Au milieu de tant d'actions saintes, elle ne relâcha rien de la rigueur avec laquelle elle avait coutume de traiter son corps. Rien ne put la  distraire de la contemplation  des  choses célestes ; et  elle parut  admirable dans les deux  vies, reproduisant parfaitement en elle les deux sœurs, Madeleine et Marthe. Ayant enfin demandé au Seigneur de la faire passer de cette vallée de larmes dans la patrie céleste, sa  prière  fut exaucée, et Dieu lui fit connaître le jour et l'heure de sa mort. Pleine de mérites et de travaux, comblée des dons du ciel, elle sentit les forces de son corps l'abandonner ; et pendant dix-sept jours, elle vécut sans autre aliment que ses entretiens avec Dieu. Après avoir reçu les très  saints  Sacrements de  l'Eglise, la joie étant peinte sur son visage et ses yeux levés au ciel, elle partit  avec  bonheur pour rejoindre l'Epoux, le huit des calendes de mars, en la cinquantième année de son âge, et la vingt-troisième de sa conversion, l'an du salut mil deux cent quatre-vingt-dix-sept.  Son corps,  conservé jusqu'à ce jour sans corruption, entier, souple, et répandant une odeur délicieuse, est  l'objet d'une grande dévotion, dans  l'Eglise des Frères  Mineurs, qui a pris le nom de sainte Marguerite. L'éclat des miracles a constamment environné ce saint corps : ce qui a porté les Pontifes Romains à encourager le culte de Marguerite par beaucoup de faveurs. Enfin, Benoît XIII a célébré avec pompe sa solennelle Canonisation, le jour de la Pentecôte, seize mai de l'an mil sept cent vingt-huit.

 

La joie du ciel fut grande, ô Marguerite, le jour où votre cœur, dépris de ses coupables illusions, se convertit à Dieu ; mais l'allégresse  des Anges fut plus vive encore le jour où, quittant ce corps mortel dont votre pénitence avait fait un sacrifice continuel, vous allâtes jouir  des embrassements de  l'Epoux.  Monument éternel de ses miséricordes, nous vous saluons, le cœur rempli d'espérance ; car nous aussi, nous sommes pécheurs, et nous voudrions comme vous éviter la justice que nous avons méritée, et obtenir le pardon que le Seigneur, dans sa bonté, a daigné vous accorder.
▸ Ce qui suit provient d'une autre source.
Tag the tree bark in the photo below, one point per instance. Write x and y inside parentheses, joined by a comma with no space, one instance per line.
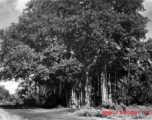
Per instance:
(87,93)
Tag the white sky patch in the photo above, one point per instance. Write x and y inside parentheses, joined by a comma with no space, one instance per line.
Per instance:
(20,5)
(11,86)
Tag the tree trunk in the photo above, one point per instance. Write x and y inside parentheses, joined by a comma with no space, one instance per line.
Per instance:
(87,90)
(104,87)
(110,94)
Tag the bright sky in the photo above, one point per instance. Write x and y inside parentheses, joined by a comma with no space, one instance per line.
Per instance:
(11,9)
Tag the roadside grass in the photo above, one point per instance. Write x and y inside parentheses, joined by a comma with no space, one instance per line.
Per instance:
(143,113)
(46,114)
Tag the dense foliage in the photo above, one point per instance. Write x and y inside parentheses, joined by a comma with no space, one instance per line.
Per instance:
(84,51)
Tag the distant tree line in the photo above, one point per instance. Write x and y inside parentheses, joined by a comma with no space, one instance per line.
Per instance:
(90,52)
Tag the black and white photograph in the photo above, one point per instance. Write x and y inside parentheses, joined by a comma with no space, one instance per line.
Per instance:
(75,59)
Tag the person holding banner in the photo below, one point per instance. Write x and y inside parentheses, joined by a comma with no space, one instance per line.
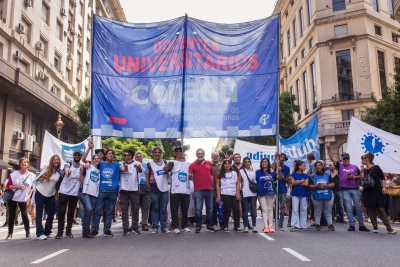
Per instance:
(249,201)
(21,182)
(266,193)
(321,184)
(45,197)
(348,176)
(373,195)
(90,179)
(228,184)
(299,197)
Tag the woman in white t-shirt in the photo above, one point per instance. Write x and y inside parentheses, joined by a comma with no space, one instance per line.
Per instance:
(90,177)
(21,182)
(249,200)
(227,185)
(45,197)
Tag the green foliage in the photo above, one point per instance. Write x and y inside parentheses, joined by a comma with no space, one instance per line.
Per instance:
(287,127)
(386,113)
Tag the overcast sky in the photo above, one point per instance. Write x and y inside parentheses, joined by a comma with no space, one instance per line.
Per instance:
(222,11)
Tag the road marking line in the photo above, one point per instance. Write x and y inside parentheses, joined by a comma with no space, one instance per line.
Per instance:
(296,254)
(266,236)
(49,256)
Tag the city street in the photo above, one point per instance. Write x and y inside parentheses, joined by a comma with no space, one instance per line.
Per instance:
(283,248)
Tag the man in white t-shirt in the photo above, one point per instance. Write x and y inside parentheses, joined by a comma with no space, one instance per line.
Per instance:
(129,192)
(68,194)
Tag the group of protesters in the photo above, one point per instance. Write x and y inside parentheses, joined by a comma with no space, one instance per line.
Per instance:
(229,190)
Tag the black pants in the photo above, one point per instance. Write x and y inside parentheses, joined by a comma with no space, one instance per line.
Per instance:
(12,206)
(179,201)
(63,202)
(230,202)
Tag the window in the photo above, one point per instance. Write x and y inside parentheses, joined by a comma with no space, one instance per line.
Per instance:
(375,5)
(382,72)
(45,13)
(301,22)
(298,95)
(391,12)
(340,29)
(309,12)
(338,5)
(344,74)
(305,91)
(18,121)
(347,114)
(294,32)
(59,30)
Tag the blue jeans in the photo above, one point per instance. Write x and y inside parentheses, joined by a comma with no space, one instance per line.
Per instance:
(159,203)
(48,204)
(89,204)
(200,197)
(108,198)
(350,195)
(249,203)
(325,206)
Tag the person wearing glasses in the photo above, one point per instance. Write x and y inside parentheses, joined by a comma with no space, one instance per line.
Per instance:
(68,194)
(348,176)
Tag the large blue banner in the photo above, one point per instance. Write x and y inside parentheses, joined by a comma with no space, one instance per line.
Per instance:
(304,141)
(184,78)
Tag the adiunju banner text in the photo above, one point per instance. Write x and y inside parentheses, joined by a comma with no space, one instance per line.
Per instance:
(184,78)
(363,138)
(53,146)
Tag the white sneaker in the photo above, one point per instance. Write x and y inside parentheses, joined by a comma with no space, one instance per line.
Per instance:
(51,235)
(42,237)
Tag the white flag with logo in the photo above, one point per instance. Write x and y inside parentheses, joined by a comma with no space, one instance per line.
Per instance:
(363,138)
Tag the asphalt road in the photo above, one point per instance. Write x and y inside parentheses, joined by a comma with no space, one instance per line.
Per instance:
(283,248)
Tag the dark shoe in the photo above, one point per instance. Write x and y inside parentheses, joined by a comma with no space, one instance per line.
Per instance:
(363,229)
(59,236)
(126,232)
(94,233)
(108,233)
(211,229)
(69,235)
(351,228)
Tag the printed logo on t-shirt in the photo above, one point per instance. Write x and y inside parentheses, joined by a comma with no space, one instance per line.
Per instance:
(107,173)
(182,176)
(94,176)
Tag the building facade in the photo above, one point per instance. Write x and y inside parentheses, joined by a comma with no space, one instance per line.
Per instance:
(335,56)
(44,70)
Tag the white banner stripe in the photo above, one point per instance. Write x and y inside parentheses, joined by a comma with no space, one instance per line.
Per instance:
(49,256)
(296,254)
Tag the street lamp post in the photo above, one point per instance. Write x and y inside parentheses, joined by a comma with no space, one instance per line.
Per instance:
(59,125)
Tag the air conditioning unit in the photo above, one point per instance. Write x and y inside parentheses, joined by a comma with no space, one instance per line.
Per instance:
(40,75)
(18,135)
(28,143)
(39,46)
(28,2)
(18,55)
(20,28)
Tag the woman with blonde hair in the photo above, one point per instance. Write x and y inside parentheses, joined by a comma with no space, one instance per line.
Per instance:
(21,182)
(45,197)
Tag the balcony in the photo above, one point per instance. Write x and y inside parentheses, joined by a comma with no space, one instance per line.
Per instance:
(335,128)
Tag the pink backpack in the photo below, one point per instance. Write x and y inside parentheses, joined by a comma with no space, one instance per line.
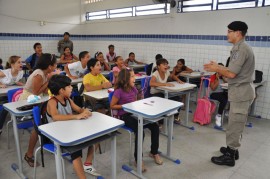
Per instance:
(205,107)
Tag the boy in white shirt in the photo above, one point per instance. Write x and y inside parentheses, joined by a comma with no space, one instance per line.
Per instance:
(77,69)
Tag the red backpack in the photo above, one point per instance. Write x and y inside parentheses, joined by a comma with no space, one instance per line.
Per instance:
(205,108)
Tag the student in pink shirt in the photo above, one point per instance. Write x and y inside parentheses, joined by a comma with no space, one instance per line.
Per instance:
(119,66)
Priez pour nous, ô Marguerite ! nous sommes vos frères dans la fragilité, dans les égarements ; obtenez que nous le soyons aussi dans la  pénitence. Pour  vous détacher des vains attraits du siècle, Dieu permit que le spectacle de la mort se révélât à vos yeux dans toute son horreur. Si des circonstances spéciales rendirent la vue du cadavre qui s'offrait à vos regards particulièrement éloquente pour vous, et vous firent mieux sentir  encore le danger que l'âme encourt en bravant la justice divine ; comment se fait-il que nous  demeurions insensibles aux coups que la mort ne cesse  de frapper autour de nous,  et qui nous révèlent à

 

388

 

toute heure l'incertitude de la vie , et l'approche pour nous du jugement qui décidera de notre sort éternel? Rompez notre assoupissement, ô sainte amante de notre Sauveur ! L'Eglise, en ces jours, marque nos fronts de la cendre expiatrice ; elle nous rappelle que nous ne sommes que poussière, et que bientôt nous rentrerons dans la poussière. Que cet avertissement serve à nous détacher du monde et de nous-mêmes ; qu'il incline notre cœur vers la pénitence, port assuré après tant de naufrages ; qu'il produise en nous le désir de rétablir pleinement nos relations avec un Dieu si tendre à l'égard de la pauvre âme qui, après l'avoir trahi, vient se jeter dans ses bras, et lui demande la grâce de l'aimer. Votre exemple, ô Marguerite, nous apprend que nous pouvons tout espérer. Obtenez-nous une place à vos pieds, et daignez étendre à nous cette charité maternelle qui consuma votre cœur sur la terre.